Creating End-to-End MLOps pipelines using Azure ML and Azure Pipelines

In this 7-part series of posts we’ll be creating a minimal, repeatable MLOps Pipeline using Azure ML and Azure Pipelines.

The git repository that accompanies these posts can be found here.

In this series we’ll be covering:

Quick disclaimer: At the time of writing, I am currently a Microsoft Employee

Part 4 – Environment Pipeline

In this post we’ll create an Azure ML Environment using a custom python package. The custom python package we’ll use is in our Azure Repos git repository.

Often we’ll have one or more internal packages that will be used for sharing code for repeatable tasks that we’ll want to share across workloads.
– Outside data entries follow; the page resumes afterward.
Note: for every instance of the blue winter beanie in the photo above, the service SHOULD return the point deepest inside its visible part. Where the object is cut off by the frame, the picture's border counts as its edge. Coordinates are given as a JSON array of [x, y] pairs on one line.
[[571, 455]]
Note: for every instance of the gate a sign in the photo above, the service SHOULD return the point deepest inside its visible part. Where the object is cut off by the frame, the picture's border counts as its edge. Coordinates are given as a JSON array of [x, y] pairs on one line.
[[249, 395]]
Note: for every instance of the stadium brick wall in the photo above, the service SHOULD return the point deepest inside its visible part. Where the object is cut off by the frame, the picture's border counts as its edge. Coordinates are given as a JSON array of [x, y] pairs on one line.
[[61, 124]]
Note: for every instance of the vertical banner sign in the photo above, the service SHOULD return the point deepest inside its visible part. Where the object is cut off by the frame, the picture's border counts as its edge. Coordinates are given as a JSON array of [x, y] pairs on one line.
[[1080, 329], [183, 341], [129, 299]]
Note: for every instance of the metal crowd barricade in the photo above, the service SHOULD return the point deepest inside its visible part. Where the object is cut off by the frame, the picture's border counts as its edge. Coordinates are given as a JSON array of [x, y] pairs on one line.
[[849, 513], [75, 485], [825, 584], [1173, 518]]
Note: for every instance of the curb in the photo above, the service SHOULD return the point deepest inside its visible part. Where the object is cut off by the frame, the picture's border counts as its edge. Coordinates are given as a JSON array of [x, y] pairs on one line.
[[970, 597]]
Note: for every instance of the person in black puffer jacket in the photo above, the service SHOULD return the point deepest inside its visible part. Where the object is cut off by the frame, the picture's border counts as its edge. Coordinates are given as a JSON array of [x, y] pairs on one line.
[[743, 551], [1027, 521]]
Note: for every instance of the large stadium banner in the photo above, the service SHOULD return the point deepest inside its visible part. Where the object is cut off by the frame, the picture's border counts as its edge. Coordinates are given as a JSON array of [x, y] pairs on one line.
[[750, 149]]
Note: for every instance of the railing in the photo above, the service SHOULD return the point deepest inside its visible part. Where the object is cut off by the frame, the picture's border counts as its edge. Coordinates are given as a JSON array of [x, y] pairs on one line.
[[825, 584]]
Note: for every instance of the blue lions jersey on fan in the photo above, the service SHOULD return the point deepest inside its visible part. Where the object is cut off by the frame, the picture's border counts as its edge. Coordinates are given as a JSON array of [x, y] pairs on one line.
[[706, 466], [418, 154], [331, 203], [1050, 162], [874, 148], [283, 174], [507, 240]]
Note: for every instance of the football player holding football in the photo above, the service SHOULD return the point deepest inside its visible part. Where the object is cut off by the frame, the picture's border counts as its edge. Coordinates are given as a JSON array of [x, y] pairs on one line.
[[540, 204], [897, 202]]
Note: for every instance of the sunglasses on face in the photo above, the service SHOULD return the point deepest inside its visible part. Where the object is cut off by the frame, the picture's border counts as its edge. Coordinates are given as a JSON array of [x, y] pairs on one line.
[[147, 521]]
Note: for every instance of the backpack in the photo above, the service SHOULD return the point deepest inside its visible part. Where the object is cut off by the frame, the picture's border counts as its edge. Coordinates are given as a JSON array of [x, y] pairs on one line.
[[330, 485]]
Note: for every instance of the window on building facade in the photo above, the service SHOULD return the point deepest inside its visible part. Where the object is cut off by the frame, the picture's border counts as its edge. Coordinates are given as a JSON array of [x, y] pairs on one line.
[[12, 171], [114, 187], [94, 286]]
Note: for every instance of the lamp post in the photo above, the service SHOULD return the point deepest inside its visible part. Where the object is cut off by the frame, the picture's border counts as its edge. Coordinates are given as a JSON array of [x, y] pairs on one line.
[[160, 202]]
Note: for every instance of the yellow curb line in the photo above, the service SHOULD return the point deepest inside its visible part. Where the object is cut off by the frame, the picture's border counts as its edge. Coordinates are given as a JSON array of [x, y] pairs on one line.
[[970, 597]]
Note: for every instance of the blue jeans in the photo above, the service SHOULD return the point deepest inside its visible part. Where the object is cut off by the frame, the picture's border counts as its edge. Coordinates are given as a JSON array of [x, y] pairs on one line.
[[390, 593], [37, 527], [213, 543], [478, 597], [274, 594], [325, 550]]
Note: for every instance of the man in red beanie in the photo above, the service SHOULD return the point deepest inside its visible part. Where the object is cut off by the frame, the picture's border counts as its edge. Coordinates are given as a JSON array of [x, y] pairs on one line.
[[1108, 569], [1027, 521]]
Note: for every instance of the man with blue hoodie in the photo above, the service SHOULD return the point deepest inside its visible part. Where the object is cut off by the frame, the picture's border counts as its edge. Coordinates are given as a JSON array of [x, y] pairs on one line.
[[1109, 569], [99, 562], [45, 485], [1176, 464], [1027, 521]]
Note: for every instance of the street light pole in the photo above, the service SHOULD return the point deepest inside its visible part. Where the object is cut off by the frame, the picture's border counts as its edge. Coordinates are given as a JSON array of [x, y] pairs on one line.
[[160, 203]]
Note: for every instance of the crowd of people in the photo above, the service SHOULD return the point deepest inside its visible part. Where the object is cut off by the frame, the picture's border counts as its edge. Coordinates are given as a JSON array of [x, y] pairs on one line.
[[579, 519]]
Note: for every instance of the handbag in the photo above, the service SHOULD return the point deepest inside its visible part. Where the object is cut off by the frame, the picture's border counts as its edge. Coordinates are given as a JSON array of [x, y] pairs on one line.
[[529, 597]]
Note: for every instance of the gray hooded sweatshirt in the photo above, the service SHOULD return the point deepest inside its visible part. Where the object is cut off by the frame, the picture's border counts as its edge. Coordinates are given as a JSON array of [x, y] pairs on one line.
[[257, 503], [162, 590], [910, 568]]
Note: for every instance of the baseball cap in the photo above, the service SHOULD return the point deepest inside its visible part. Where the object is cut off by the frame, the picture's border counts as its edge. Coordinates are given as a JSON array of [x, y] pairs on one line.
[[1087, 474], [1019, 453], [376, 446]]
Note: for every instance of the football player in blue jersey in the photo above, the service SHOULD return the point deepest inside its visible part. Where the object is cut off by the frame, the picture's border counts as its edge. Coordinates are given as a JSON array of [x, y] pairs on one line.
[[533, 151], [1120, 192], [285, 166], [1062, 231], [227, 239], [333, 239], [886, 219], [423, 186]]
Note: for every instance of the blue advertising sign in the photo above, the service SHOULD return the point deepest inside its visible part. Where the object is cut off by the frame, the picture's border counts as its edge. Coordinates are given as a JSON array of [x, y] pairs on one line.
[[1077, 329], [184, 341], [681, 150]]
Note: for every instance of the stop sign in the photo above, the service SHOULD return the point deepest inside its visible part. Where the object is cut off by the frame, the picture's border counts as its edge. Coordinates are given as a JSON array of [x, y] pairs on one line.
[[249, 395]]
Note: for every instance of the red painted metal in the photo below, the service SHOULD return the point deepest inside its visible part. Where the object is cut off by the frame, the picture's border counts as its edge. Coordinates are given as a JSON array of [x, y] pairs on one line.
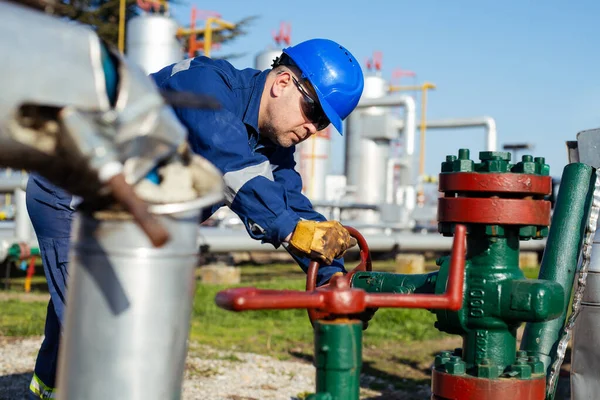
[[494, 211], [465, 387], [495, 183], [339, 299]]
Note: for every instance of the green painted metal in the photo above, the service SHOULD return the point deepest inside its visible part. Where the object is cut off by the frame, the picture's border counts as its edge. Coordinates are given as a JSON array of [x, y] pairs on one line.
[[338, 360], [559, 263], [498, 297]]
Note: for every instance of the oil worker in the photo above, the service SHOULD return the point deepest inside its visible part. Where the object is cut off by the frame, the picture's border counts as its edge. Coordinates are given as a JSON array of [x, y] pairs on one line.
[[251, 139]]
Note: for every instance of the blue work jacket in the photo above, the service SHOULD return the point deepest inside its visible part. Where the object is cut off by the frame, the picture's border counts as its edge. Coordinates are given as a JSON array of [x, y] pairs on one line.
[[262, 186]]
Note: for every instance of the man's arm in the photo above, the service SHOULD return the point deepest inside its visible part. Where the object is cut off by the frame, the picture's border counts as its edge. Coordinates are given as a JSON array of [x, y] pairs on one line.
[[287, 176], [221, 137]]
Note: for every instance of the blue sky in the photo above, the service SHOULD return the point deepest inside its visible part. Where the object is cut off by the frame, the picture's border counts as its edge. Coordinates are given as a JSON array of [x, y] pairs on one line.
[[533, 66]]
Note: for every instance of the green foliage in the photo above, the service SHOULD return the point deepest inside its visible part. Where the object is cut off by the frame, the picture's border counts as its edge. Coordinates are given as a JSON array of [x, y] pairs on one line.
[[19, 318]]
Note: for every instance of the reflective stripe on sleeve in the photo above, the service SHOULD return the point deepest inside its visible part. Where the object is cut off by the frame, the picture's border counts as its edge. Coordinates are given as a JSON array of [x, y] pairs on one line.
[[234, 180]]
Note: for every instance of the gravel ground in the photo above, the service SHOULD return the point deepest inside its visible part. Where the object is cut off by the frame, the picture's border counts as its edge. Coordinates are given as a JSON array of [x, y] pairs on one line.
[[210, 375]]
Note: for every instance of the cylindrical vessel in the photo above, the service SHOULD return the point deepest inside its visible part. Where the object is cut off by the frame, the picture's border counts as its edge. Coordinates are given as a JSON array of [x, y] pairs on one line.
[[129, 308], [375, 87], [314, 164], [152, 42]]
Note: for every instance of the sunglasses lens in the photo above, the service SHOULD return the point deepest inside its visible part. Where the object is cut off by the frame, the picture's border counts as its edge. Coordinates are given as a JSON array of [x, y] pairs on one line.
[[313, 110]]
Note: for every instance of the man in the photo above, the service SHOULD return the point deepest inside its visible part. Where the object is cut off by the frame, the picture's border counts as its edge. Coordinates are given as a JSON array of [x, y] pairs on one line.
[[251, 140]]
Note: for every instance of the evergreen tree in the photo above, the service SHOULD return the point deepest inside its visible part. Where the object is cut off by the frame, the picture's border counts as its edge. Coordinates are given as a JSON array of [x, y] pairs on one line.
[[103, 16]]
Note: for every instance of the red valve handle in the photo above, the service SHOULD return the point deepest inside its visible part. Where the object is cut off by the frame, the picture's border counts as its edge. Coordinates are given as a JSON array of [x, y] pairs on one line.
[[339, 299], [313, 269]]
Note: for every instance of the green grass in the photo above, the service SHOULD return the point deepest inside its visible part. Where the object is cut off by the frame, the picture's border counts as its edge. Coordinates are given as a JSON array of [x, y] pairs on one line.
[[19, 318]]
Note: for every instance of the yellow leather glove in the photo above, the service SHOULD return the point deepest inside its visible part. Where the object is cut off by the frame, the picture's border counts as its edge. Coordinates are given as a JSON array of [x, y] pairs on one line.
[[321, 241]]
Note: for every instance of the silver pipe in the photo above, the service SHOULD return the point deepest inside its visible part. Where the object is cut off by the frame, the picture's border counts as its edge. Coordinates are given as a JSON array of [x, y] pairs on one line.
[[409, 123], [9, 184], [491, 138]]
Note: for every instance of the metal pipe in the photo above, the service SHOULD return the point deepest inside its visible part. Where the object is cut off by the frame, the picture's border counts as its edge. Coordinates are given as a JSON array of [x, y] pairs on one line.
[[585, 355], [491, 142], [409, 124], [559, 263], [9, 184], [491, 138]]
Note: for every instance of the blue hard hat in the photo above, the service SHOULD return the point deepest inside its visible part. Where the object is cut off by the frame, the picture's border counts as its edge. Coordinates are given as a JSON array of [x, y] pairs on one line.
[[333, 72]]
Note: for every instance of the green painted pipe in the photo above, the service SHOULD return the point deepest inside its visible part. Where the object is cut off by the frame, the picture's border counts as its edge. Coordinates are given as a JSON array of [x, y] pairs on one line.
[[563, 247], [338, 360]]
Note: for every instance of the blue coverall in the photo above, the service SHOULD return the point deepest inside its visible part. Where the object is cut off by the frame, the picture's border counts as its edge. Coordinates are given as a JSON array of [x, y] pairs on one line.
[[262, 187]]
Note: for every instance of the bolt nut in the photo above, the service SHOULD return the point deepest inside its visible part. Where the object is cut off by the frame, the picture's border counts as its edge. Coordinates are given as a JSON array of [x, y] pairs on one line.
[[521, 369], [456, 366], [441, 359], [521, 353], [487, 370]]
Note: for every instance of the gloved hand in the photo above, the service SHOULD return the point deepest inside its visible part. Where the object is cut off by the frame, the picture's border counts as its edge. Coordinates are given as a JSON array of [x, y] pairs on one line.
[[364, 316], [321, 241]]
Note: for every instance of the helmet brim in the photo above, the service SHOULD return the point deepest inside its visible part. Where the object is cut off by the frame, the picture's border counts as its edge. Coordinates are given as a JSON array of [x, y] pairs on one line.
[[333, 116]]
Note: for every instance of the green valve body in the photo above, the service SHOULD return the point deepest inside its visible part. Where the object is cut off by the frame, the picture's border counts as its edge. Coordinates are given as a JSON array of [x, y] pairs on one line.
[[498, 298], [338, 360]]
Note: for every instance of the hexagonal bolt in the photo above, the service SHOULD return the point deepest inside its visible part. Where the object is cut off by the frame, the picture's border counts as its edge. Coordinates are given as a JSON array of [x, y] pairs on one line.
[[441, 359], [456, 366], [486, 369], [537, 367]]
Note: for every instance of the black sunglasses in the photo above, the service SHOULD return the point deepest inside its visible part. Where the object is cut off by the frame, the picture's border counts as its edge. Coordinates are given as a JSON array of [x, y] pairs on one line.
[[312, 109]]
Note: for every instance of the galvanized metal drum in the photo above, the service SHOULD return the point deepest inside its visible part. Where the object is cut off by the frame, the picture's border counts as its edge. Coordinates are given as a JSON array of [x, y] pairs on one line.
[[128, 309], [129, 303]]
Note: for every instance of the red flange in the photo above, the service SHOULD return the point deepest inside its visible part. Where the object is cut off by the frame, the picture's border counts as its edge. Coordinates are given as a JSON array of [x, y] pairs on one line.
[[526, 184], [494, 211], [464, 387]]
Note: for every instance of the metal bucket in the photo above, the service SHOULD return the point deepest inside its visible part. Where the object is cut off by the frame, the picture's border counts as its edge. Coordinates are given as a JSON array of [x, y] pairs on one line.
[[128, 310]]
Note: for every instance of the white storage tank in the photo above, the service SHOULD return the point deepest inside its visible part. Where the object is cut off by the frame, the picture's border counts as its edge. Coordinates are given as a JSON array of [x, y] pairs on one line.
[[152, 42]]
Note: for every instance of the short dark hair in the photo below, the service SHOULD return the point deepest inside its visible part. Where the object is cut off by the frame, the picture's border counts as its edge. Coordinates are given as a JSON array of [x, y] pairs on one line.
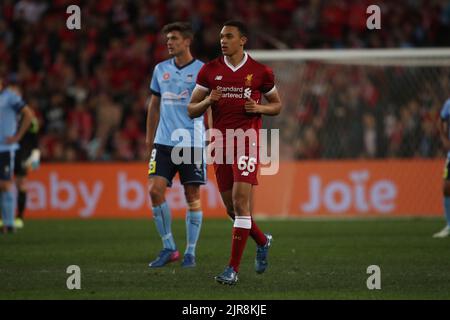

As much as possible, code should be modularised and re-used.

This is particularly true for model training and model scoring workloads where we want to ensure any data pre-processing we do to our data for training, we also do in the same manner to our data for scoring. If we were to handle the model scoring data any different, we will almost certainly end up with incorrect predictions and left scratching our heads as to how our error metrics look fine but our model in production is performing so much worse.

In addition to our internal custom package, we’ll also install any external packages we’ll need into this environment.

We’ll want to use this python package in our model training and model deployment, so each time we merge our code into our master branch, we’ll update the Azure ML Environment with our custom python package.

We’re using an Azure ML Environment in this case, but we may just as easily package our code into a docker image and store this on Azure Container Registry.

Custom Python Package

Our code repository has a custom python package.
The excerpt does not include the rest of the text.